Le contrat litigieux fut en effet examiné ensuite au regard des conditions prévues par l’art. 63 CO en matière de répétition de l’indu. Aux termes de l’art. 63 al. 1 CO, “[c]elui qui a payé volontairement ce qu’il ne devait pas ne peut le répéter s’il ne prouve qu’il a payé en croyant, par erreur, qu’il devait ce qu’il a payé“. La répétition de l’indu présuppose donc un paiement “involontaire“. Cette condition est donnée lorsque le paiement a été obtenu au moyen de menaces ou lorsque l’auteur du paiement y a été contraint.

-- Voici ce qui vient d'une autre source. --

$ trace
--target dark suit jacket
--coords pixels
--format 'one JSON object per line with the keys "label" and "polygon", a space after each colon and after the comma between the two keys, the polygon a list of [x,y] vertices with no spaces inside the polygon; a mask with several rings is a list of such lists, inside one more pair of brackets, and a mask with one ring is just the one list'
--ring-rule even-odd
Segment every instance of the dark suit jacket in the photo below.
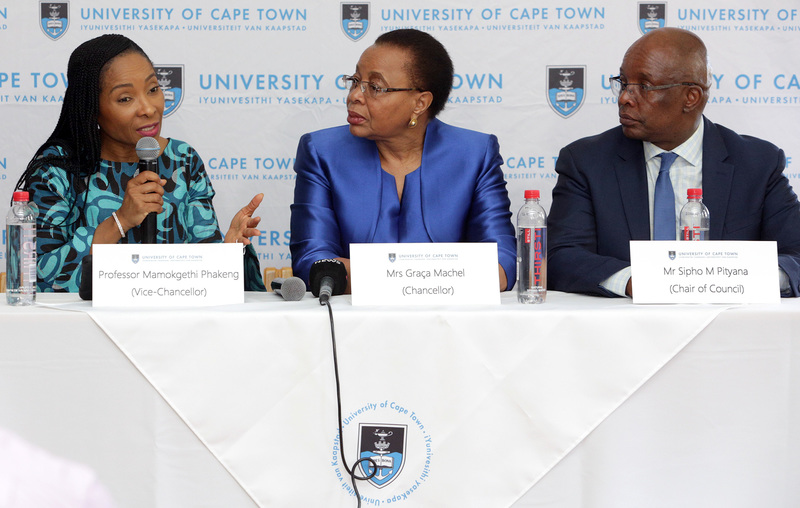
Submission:
{"label": "dark suit jacket", "polygon": [[[498,259],[516,279],[516,238],[497,138],[428,123],[420,171],[422,223],[432,242],[497,242]],[[381,210],[381,162],[374,141],[348,126],[305,134],[297,147],[292,204],[292,268],[308,283],[320,259],[350,257],[371,243]]]}
{"label": "dark suit jacket", "polygon": [[[775,240],[800,295],[800,203],[783,151],[703,119],[703,202],[711,240]],[[548,218],[549,287],[614,296],[600,282],[630,266],[630,240],[650,239],[641,141],[616,127],[561,150]]]}

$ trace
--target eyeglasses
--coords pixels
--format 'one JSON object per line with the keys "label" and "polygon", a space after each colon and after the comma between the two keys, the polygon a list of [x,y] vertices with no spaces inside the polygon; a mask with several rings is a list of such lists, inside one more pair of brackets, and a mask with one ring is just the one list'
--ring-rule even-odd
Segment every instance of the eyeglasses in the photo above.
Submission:
{"label": "eyeglasses", "polygon": [[389,92],[411,92],[411,91],[418,91],[424,92],[425,90],[421,88],[384,88],[376,85],[375,83],[371,83],[369,81],[361,81],[355,76],[342,76],[342,83],[344,83],[345,88],[349,92],[352,92],[356,89],[356,87],[361,89],[361,93],[369,97],[370,99],[374,99],[379,95],[383,95]]}
{"label": "eyeglasses", "polygon": [[[611,83],[611,91],[614,93],[614,97],[619,97],[622,92],[628,92],[634,97],[646,97],[647,92],[656,91],[656,90],[666,90],[667,88],[673,88],[676,86],[699,86],[703,88],[702,85],[698,83],[670,83],[669,85],[645,85],[643,83],[626,83],[622,81],[621,76],[612,76],[608,78],[608,82]],[[631,88],[633,87],[633,88]]]}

En se référant à un arrêt ancien datant de 1996 (’ATF 123 III 101), notre Haute Cour rappela qu’il existe une situation de contrainte lorsqu’une personne se trouve en situation de gêne (art. 21 CO) ou sous l’empire d’une crainte fondée (art. 29 s. CO). Partant, le paiement effectué dans ce genre de situations est involontaire. Hormis ces cas, une situation de contrainte peut également être donnée lorsque l’auteur du paiement aurait dû encourir des inconvénients insupportables qu’il ne pouvait écarter autrement que par le versement exigé. Le paiement doit ainsi apparaître comme la seule issue possible et raisonnable. En précisant que les exigences relatives à la preuve du caractère involontaire du paiement ne doivent pas être trop élevées, cet arrêt apporte une clarification attendue par la doctrine et donc bienvenue.

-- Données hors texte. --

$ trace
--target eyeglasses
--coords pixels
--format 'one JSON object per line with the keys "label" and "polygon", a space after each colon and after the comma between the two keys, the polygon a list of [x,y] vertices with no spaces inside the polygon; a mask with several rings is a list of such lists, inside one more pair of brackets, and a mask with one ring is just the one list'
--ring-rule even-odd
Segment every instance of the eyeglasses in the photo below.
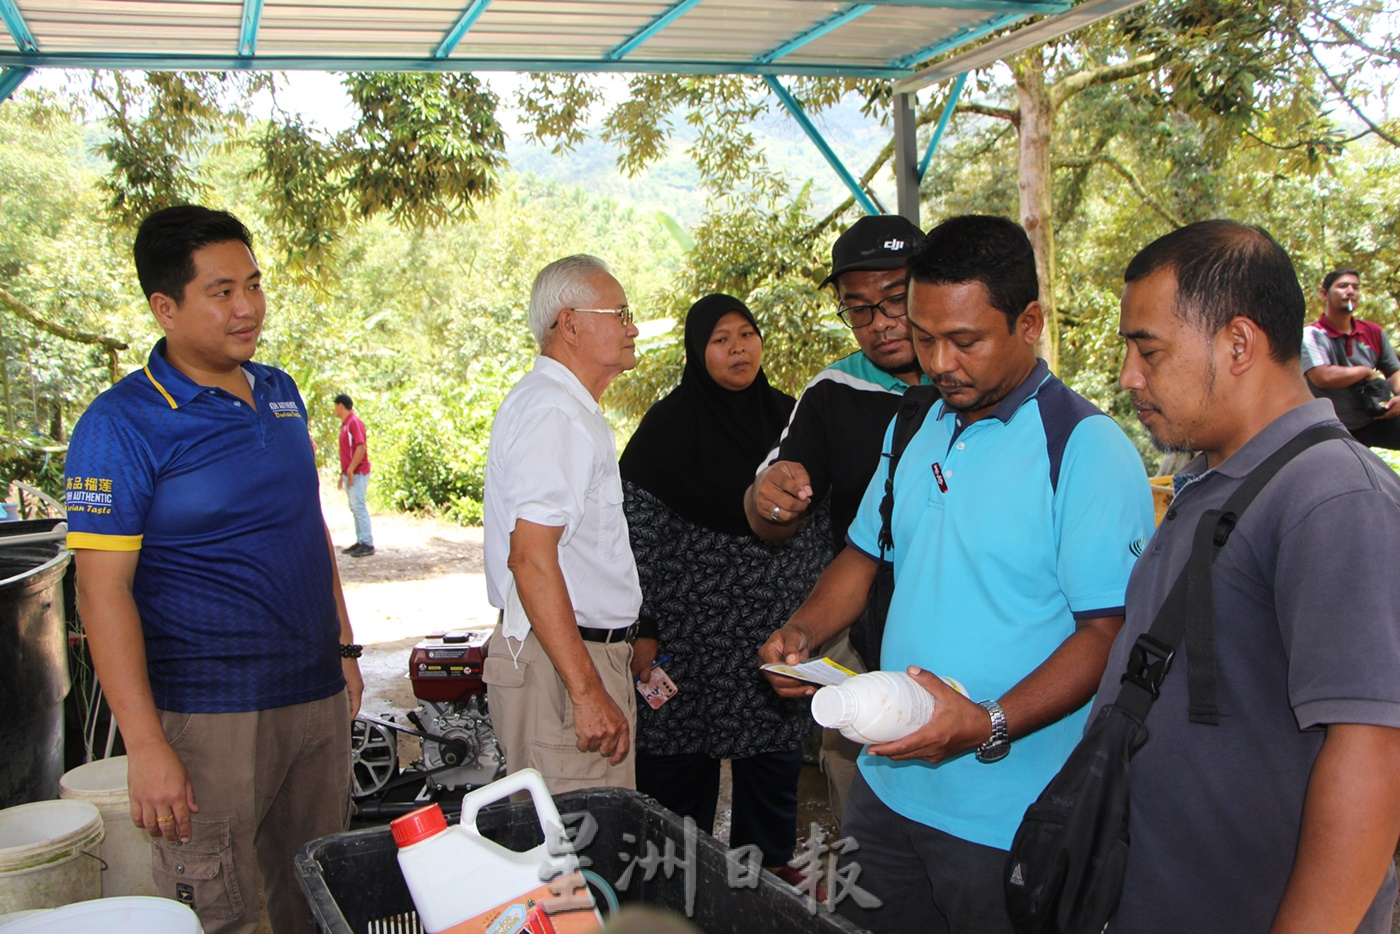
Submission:
{"label": "eyeglasses", "polygon": [[[622,326],[624,328],[631,327],[632,325],[632,309],[626,305],[623,305],[621,308],[567,308],[565,310],[583,311],[590,315],[617,315],[618,319],[622,321]],[[559,320],[556,318],[554,324],[551,324],[550,327],[553,328],[558,323]]]}
{"label": "eyeglasses", "polygon": [[903,318],[909,313],[904,306],[906,294],[891,295],[873,305],[838,306],[836,314],[851,330],[863,328],[874,321],[876,311],[883,312],[886,318]]}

Dans le cas d’espèce, les juges ont toutefois considéré que le constructeur n’était pas parvenu à démontrer que, dans l’hypothèse où les travaux se seraient achevés après le 1er mars 2017, l’acquéreur se serait effectivement retiré du contrat ou que les délais initialement prévus n’auraient pas été négociables, ce qui aurait engendré des frais importants. Dans ces conditions, ils ont retenu que le constructeur ne pouvait répéter ce qu’il avait payé conformément à la convention de retrait d’opposition.
Cette décision appelle au surplus les commentaires suivants :
- Elle confirme qu’un contrat portant sur la rémunération d’un retrait d’opposition n’est pas en soi contraire aux mœurs. En revanche, lorsque le projet de construction est manifestement conforme aux normes en vigueur et que, partant, l’opposition s’avère infondée, il y a une “commercialisation” inadmissible de la position juridique de l’opposant.
- Elle rappelle que l’application de l’art. 63 CO en cas de contrainte ne se justifie que lorsque la rémunération du retrait apparaît comme la seule solution envisageable afin d’éviter des inconvénients insupportables.
- Bien qu’en l’espèce, le constructeur n’a pas été autorisé à réclamer le remboursement du montant versé en contrepartie du retrait de l’opposition, le Tribunal fédéral a néanmoins allégé le fardeau de la preuve à apporter pour démontrer que le paiement n’a pas été fait volontairement. Ainsi, tout voisin qui souhaiterait tirer profit de sa position juridiquement protégée se gardera bien de réclamer une compensation qui ne reposerait sur aucun intérêt digne de protection et qui ne se trouverait pas dans un rapport raisonnable avec les inconvénients occasionnés.